In fact, Sunday’s “Art Fair” it reminded me of the time the Nazis decided to plan a march in suburban Skokie, Illinois, a leafy Chicago suburb that was predominately Jewish and like ground zero for Holocaust survivors.
It took a neo-Nazi named Frank Collin to bring the point home, when he ignited a worldwide media sensation by threatening to lead his small band of followers on a march in Skokie in the late 1970s. The anguish he caused the survivors quickly became apparent through news stories documenting their outrage on TV and radio and on the front pages of newspapers everywhere.

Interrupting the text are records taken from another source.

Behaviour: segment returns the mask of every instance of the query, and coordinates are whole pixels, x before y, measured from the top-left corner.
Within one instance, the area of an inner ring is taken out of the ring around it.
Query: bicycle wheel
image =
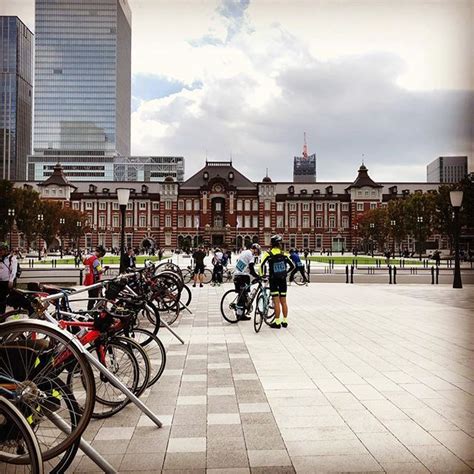
[[[194,279],[194,272],[191,270],[183,270],[183,282],[185,285],[191,283]]]
[[[267,310],[266,306],[265,294],[260,291],[257,296],[257,303],[255,304],[255,313],[253,316],[253,328],[257,333],[262,329],[263,319],[265,318],[265,312]]]
[[[120,342],[106,341],[102,346],[93,346],[88,350],[92,357],[101,360],[125,387],[135,393],[139,382],[139,367],[131,349]],[[100,357],[98,352],[101,353]],[[93,368],[93,376],[96,383],[96,403],[92,417],[108,418],[122,410],[128,403],[127,396],[96,367]],[[76,392],[81,390],[82,384],[83,377],[78,368],[74,367],[69,373],[68,385]],[[77,401],[81,405],[81,400]]]
[[[76,398],[81,398],[81,409],[77,424],[65,434],[51,419],[71,422],[67,404],[57,399],[56,392],[73,367],[82,379],[80,390],[73,390]],[[21,394],[17,406],[26,417],[32,417],[35,430],[39,434],[53,432],[48,434],[47,441],[44,436],[40,438],[44,461],[67,450],[82,435],[94,409],[96,391],[84,348],[70,334],[45,321],[1,324],[0,375],[11,380],[10,385]]]
[[[132,350],[133,355],[137,359],[139,379],[138,385],[135,390],[135,395],[139,397],[148,387],[151,374],[151,362],[145,349],[135,341],[133,338],[125,336],[114,336],[113,341],[119,341],[125,344],[129,349]]]
[[[163,343],[153,333],[146,329],[136,328],[130,332],[128,337],[138,342],[143,347],[148,355],[151,364],[150,380],[148,381],[148,387],[154,385],[161,374],[165,370],[166,366],[166,351]]]
[[[21,465],[17,462],[21,461]],[[24,415],[0,397],[0,463],[5,473],[43,474],[43,460],[38,440]]]
[[[270,288],[264,287],[262,293],[265,293],[265,302],[266,302],[266,313],[263,318],[265,324],[272,324],[275,319],[275,306],[273,304],[273,298],[270,294]]]
[[[237,319],[237,300],[239,298],[239,293],[233,289],[228,290],[224,293],[221,299],[221,314],[222,317],[229,323],[236,323]]]
[[[209,270],[209,268],[204,269],[203,277],[202,277],[202,282],[207,285],[208,283],[211,283],[212,281],[212,272]]]
[[[306,285],[306,280],[303,278],[303,275],[302,275],[300,272],[298,272],[298,273],[295,275],[294,282],[295,282],[298,286]]]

The people of Skokie fought Collin all the way to the Supreme Court, where he won his right to march in 1978 based on his constitutional right to free speech. But he never did. His demonstration became a rally in Chicago, probably for the greater publicity factor. I remember producers at WBBM-TV (where I wrked at the time) saying it was killing them that the media was giving Collin what he wanted — publicity. A few made decisions to tone down the coverage. But the Nazi survivors, most of whom had kept a low profile until that point, just happy to live peacefully and raise their families, became more vocal:
But the survivors witnessed this spectacle with very different eyes. They had seen another pathetic man rise to become chancellor of Germany in 1933 and the architect of their near-destruction. Collin had made a point of using the same language as Hitler, speaking on TV interviews about “the final solution to the Jewish question” (though Collin himself was the son of a Jewish Holocaust survivor).

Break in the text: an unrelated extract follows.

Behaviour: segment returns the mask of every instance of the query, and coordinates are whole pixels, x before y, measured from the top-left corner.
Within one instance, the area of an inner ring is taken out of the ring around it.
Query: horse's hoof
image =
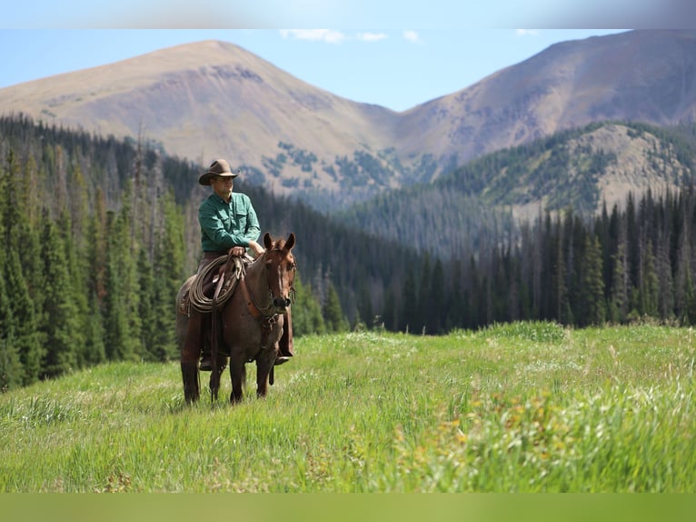
[[[198,369],[202,372],[213,371],[213,359],[210,356],[204,356],[201,357],[201,365],[198,366]]]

It was smart of Garland Mayor Douglas Athas to blast Pam Geller, the organizer of the “Art Show” as inviting an incendiary reaction. Yet I think she and her organization had every right to hold their function and speak their mind, even as Frank Collin had a right to march Nazi’s through Skokie. Sometimes upholding our constitution and our profound defense of free speech, which I believe is among our most treasured freedoms, is painful. Unfortunately, we have to protect hateful, ugly speech, as well as beautiful.
The other frightening thing is that Soofi grew up in the all-American suburb of Plano, as Miles recalled. Travis is off Coit and West Park Blvd, just north of George W. Bush and east of Preston Road. The homes were built in the late ’70’s. Here is one (2205 Travis) built in 1979 very similar to the Miles house: 3 bedrooms, 2 baths, 2100 ish square feet on .5 acres. These were clean, crisp starter homes when they were built, we looked at many like this by Fox & Jacobs in Carrollton when we first moved to Dallas in 1980. Interest rates were at 18%. Looking at MLS, many of the homes on Travis are now rentals leasing for about $1595 a month. 2205 Travis was leased in 2012.
I think it’s pretty compelling to think that someone you grew up next door to could ultimately become a killer — many people I have spoken with this week are very disturbed by the violence Sunday In Garland, and hope we do not see more of it. Realtors are whispering about Garland home values holding their own. I think they will be just fine… it’s the homeowner’s peace of mind I worry about.
But what do you think? Will this event and the shooting hurt Garland real estate values?